The other day I was trying to count how many aids, therapists, helpers, specially trained babysitters, and teachers Josh has in his life. I lost count at 30. This doesn't even include the myriad of medical professionals who see Josh on a semi-regular basis. One tension that I often feel as a mother is that I lack the ability to truly express my gratitude to all of these individuals. How do you thank people who are giving a significant chunk of their days, of their lives, to people like Josh? During the holidays I think I bought $200 worth of $10 Starbucks gift certificates and wrote people many, many cards. I felt that it didn't even come close to really expressing the gratefulness that I feel. When I interact with these folks, I'm often juggling several children or running from one event to another so I find that I don't have the time (or brain energy) to really express thanks verbally.

One of the programs that Josh really enjoys is his swimming program at the Y. It's staffed by volunteers from the community and from a local university. Last week two undergraduate students were working very hard to try to figure out how to motivate Joshua to work on his swimming skills (rather than just bouncing around in the water like he prefers to do). As I watched them I felt, on a deep level, that these people did not have to do this. The local university is filled with students who are doing really "important" and career building things with their time. I am guessing that helping kids with special needs "learn to swim" is not careening them forward toward success in this world.

I think that people who work with disabled individuals are a wonderful and interesting lot. Even those who get paid for it don't really get paid much. There has to be a huge "labor of love" motivation. I'm not going to be naive enough to say that they are all just naturally giving angels with endless compassion. . . but there has to be some motivation of special love.

If I ran the world, people who work with individuals with special needs would make more money than Google engineers. I would send them all to a deluxe vacation in Hawaii for an annual bonus.
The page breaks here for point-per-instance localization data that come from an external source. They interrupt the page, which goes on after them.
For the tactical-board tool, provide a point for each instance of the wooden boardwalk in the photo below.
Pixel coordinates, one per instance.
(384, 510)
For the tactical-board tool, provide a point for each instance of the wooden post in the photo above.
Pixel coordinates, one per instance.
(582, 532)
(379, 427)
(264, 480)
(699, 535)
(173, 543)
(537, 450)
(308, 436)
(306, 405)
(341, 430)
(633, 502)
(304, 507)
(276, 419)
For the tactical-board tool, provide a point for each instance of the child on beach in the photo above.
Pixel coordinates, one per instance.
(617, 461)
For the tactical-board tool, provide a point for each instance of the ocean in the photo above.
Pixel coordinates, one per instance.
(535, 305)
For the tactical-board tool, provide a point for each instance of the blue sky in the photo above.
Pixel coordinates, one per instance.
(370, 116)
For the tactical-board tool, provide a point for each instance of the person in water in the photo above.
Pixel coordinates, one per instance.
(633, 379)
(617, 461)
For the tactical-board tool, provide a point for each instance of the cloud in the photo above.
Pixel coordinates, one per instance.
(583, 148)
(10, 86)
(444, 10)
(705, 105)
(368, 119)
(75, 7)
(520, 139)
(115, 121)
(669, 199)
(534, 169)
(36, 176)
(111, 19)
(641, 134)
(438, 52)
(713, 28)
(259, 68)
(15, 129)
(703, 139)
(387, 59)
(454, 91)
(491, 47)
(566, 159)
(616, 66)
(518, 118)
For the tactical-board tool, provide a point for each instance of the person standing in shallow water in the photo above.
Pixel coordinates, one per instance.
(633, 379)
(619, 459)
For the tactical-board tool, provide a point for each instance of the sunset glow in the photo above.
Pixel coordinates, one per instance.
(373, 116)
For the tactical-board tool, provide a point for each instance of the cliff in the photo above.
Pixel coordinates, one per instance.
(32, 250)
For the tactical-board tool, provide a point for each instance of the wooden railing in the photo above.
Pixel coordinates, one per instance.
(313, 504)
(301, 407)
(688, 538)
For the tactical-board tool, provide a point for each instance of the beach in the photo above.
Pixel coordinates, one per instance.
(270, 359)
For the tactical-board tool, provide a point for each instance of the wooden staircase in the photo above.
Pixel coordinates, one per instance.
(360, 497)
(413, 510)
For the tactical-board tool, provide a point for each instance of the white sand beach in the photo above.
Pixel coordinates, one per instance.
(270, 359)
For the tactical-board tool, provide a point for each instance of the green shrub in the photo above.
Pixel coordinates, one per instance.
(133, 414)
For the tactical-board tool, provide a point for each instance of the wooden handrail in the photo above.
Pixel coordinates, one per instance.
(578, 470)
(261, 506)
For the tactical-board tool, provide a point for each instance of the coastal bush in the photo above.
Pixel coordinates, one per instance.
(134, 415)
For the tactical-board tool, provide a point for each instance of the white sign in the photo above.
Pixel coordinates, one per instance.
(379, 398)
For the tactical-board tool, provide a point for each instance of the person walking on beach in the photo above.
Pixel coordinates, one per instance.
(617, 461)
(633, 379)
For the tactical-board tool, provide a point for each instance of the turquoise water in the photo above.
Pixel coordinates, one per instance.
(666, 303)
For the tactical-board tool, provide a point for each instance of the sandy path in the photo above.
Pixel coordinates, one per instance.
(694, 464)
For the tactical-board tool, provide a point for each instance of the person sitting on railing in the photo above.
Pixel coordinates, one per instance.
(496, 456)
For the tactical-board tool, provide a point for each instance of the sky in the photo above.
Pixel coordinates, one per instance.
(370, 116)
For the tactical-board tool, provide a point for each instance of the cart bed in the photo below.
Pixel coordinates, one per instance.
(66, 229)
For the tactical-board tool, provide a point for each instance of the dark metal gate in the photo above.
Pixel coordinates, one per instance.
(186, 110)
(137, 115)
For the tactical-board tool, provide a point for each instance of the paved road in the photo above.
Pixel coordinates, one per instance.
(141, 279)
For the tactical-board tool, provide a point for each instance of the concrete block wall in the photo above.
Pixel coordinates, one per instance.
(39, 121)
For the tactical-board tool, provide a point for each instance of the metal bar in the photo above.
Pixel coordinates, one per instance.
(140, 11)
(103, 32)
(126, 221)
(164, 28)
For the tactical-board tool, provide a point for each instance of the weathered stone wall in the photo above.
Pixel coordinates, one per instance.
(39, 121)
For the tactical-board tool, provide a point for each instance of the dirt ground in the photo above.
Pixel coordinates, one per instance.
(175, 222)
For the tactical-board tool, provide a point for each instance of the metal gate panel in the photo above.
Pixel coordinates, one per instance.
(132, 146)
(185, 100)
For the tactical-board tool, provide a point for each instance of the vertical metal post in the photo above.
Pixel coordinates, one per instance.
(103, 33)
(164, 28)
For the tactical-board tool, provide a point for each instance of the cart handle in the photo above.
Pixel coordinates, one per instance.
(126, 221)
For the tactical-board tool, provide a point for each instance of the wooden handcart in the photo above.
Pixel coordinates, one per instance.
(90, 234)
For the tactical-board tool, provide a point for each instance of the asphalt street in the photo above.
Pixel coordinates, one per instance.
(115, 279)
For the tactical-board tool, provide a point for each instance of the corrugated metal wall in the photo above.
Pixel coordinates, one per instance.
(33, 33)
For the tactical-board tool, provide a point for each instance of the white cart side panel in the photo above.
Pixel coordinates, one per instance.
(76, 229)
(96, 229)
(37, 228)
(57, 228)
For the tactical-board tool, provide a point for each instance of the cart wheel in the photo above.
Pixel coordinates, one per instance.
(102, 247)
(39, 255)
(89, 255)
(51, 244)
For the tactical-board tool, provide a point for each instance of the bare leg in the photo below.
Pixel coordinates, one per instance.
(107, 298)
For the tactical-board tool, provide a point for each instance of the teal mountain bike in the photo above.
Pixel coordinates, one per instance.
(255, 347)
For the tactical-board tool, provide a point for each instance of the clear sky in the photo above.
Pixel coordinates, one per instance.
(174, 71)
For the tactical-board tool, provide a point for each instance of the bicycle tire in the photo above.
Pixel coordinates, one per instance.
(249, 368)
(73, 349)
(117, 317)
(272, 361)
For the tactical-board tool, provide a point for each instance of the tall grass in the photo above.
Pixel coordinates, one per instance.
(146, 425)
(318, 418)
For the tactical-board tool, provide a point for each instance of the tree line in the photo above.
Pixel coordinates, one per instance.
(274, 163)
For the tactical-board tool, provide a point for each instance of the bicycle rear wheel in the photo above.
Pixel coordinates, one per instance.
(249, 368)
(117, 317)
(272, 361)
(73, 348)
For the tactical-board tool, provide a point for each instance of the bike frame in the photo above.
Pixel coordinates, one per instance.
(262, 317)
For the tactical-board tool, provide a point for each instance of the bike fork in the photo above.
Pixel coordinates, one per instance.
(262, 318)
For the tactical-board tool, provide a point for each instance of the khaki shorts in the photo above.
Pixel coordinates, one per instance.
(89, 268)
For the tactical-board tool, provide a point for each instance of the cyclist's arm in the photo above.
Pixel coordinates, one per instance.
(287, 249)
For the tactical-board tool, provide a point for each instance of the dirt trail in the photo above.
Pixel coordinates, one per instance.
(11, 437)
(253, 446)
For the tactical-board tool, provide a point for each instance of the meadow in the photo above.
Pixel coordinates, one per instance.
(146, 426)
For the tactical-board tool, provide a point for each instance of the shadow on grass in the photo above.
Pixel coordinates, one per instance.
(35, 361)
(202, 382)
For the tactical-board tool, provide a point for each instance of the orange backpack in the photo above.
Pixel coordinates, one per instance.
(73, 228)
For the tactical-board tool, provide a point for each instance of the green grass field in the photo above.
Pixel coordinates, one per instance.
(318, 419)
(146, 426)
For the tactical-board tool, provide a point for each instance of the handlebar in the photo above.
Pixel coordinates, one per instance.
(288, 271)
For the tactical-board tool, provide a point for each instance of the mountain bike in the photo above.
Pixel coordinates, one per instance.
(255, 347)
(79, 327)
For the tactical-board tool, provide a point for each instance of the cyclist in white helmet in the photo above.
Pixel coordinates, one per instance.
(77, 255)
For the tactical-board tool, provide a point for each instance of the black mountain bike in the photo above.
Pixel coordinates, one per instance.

They would be highly esteemed in society and given great rewards. People would declare, "Ah, these are the people who are giving with their whole hearts to those who have great need! I want to be like them!" Wouldn't that be awesome? Yes, I know. That's not going to happen anytime soon. Capitalism, productivity and all that.

One thing that I really like about the Kingdom of God, however, is that people who serve the least are seen very, very favorably. To Jesus, it seems that cleaning up after poop accidents and trying to teach developmentally disabled people new skills that it will take years for them to master if at all, are extremely worthwhile things to do with one's time. This is one of the many "upside-down" elements of the Kingdom of God that I both love and don't yet understand. I do know, however, that, because I am following Jesus, this is where I want to be headed-- into a reality where serving and loving the least is wonderful, beautiful and delightful.

Until then, I am deeply grateful for the folks who are loving and serving people like Josh.

To Alene, who knows and cares about Josh's GI problems more than anyone in the world next to his parents, thank you.

To Misty, who has fought for Josh to be able to get services, thank you.

To Anghelika, Liz, Jane, Pete, Yasi, and Chris, who help Josh to experience God in his own special way on Sundays, thank you.

To Rachel, who has hoped for Josh by making him work really hard, thank you.

To the many, many other folks who invest in Josh so that he can have a good life, thank you. Please know that I appreciate you with my whole heart and that God sees all that you do and honors you.

1 comment:

  1. Seeing this many months after it was written, but wanted you to know that we have a treasured drawing of a showerhead and a blow-dryer that has a special place on our refrigerator. Thank you for sharing Josh with us.